# Movie Script Dataset

### Load and transform textual script data

In [25]:
import pandas as pd
from sklearn.model_selection import train_test_split
from sklearn.feature_extraction.text import TfidfVectorizer

def load_data(filename1, filename2):
    data1 = pd.read_csv(filename1)
    data2 = pd.read_csv(filename2)
    combined_df = pd.concat([data1, data2], axis=0)
    features = combined_df['script']
    labels   = combined_df['oscar_nominee']
    return features,labels

def build_tfidf(xtrain):
    vectorizer = TfidfVectorizer(max_features=10000, min_df=0.05, max_df=0.5)
    # Fit the vectorizer here
    vectorizer.fit(xtrain)
    return vectorizer

print('Loading data...')
features,labels = load_data('processed_data\\cleaned_oscar_movie_scripts.csv', 'processed_data\\cleaned_non_oscar_movie_scripts.csv')
xtrain, xtest, ytrain, ytest = train_test_split(features, labels, random_state=0, test_size=0.2, stratify=labels)

print('Vectorizing data with tfidf...')
vectorizer = build_tfidf(xtrain)
xtrain = vectorizer.transform(xtrain)
xtest  = vectorizer.transform(xtest)

Loading data...


of pandas will change to not sort by default.

To accept the future behavior, pass 'sort=False'.


  


Vectorizing data with tfidf...


### Only run this cell to remove oscar nominees from non-oscar dataset

In [24]:
def clean_non_oscar_data(oscar_filename, non_oscar_filename):
    data1 = pd.read_csv(oscar_filename)
    data2 = pd.read_csv(non_oscar_filename)
    oscar_movies = set(data1['title'])
    data2 = data2[data2['title'].apply(lambda x: x in oscar_movies) == False]
    del data2['Unnamed: 0']
    data2.to_csv('processed_data\\fixed_cleaned_non_oscar_data.csv', index=False)

# clean_non_oscar_data('processed_data\\cleaned_oscar_movie_scripts.csv', 'processed_data\\cleaned_non_oscar_movie_scripts.csv')
print('done')

done


### Only run this cell to combine script CSVs

In [None]:
def combine_oscar_csvs(oscar_filename, non_oscar_filename):
    data1 = pd.read_csv(oscar_filename)
    data2 = pd.read_csv(non_oscar_filename)
    combined_df = pd.concat([data1, data2], axis=0)
    del combined_df['Unnamed: 0']
    del combined_df['oscar_nominee']
    combined_df = combined_df[['title', 'release_year', 'script']]
    combined_df.to_csv('processed_data\\combined_script_data.csv', index=False)

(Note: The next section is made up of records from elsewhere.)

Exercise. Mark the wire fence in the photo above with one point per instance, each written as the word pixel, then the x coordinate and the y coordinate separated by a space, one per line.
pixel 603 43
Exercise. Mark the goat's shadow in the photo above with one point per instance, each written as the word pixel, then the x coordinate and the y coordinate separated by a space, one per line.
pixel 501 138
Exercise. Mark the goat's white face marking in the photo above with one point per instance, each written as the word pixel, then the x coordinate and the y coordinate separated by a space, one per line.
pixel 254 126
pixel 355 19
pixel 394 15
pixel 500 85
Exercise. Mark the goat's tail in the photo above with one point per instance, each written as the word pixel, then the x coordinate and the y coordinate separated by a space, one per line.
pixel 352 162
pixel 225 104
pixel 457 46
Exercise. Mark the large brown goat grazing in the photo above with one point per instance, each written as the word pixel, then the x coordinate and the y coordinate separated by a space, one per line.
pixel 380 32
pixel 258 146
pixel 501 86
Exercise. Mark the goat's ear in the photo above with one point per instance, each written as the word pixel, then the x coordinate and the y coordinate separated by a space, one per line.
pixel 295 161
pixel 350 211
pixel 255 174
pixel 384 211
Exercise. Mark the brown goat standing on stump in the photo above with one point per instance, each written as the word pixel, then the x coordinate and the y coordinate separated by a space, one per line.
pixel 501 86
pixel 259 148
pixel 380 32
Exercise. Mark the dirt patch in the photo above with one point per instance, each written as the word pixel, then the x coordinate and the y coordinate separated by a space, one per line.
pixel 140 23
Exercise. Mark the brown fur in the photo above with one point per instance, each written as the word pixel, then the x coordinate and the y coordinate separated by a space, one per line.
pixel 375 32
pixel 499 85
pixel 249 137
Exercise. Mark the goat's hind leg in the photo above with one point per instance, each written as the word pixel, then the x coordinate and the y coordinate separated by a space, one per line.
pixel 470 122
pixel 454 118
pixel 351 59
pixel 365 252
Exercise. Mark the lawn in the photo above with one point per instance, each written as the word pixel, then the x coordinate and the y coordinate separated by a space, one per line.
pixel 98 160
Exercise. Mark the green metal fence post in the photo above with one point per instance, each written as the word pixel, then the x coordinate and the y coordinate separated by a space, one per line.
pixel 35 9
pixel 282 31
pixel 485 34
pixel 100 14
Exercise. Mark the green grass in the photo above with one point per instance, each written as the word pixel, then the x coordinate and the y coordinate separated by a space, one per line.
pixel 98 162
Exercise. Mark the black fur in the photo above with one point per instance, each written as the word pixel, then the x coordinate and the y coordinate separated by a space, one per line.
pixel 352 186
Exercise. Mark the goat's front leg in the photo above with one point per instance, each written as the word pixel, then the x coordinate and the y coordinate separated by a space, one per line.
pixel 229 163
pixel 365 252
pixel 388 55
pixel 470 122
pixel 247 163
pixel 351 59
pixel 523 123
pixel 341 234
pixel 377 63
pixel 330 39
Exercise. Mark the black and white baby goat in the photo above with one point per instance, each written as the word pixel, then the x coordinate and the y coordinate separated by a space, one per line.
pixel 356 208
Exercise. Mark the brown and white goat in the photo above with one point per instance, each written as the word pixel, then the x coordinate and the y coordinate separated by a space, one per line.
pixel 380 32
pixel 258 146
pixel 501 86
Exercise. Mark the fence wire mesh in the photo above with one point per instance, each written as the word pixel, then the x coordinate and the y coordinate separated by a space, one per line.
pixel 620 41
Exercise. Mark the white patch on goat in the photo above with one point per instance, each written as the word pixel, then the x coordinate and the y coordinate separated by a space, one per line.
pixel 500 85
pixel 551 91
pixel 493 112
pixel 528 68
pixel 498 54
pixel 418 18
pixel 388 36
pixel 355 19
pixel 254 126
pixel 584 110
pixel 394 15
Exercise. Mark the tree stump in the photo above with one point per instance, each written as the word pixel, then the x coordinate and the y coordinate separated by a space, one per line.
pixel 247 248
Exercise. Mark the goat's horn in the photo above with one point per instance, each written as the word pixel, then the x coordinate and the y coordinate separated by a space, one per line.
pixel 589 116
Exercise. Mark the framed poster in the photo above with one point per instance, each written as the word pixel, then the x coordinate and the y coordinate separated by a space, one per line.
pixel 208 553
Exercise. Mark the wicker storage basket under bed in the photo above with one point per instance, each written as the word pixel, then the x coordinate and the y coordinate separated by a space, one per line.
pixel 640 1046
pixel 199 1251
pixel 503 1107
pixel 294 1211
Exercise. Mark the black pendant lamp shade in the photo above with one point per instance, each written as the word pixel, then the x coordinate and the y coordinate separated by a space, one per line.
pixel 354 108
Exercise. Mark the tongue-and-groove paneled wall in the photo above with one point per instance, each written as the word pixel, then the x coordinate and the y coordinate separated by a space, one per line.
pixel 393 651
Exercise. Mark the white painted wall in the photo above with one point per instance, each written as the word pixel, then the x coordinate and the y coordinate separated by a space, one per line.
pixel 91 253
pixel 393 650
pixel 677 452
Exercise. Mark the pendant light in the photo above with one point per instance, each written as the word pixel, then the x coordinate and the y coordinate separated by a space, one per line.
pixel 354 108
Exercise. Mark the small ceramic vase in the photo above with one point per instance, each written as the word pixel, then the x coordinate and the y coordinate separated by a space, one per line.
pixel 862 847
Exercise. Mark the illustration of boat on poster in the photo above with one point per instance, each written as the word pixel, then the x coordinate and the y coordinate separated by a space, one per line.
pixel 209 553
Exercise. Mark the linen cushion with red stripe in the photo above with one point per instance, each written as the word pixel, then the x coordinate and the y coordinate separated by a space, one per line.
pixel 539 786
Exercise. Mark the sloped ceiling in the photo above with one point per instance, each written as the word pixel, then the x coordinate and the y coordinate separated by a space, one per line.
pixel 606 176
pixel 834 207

combine_oscar_csvs('processed_data\\cleaned_oscar_movie_scripts.csv', 'processed_data\\cleaned_non_oscar_movie_scripts.csv')
print('done')

### Topic clustering for Oscar Winning Movies

### Sample prediction

In [26]:
from sklearn.linear_model import LogisticRegression
from sklearn.ensemble import RandomForestClassifier

print('Predicting...')
lr_clf = LogisticRegression(solver='saga').fit(xtrain, ytrain)
print(lr_clf.score(xtest, ytest))

Predicting...
0.7439024390243902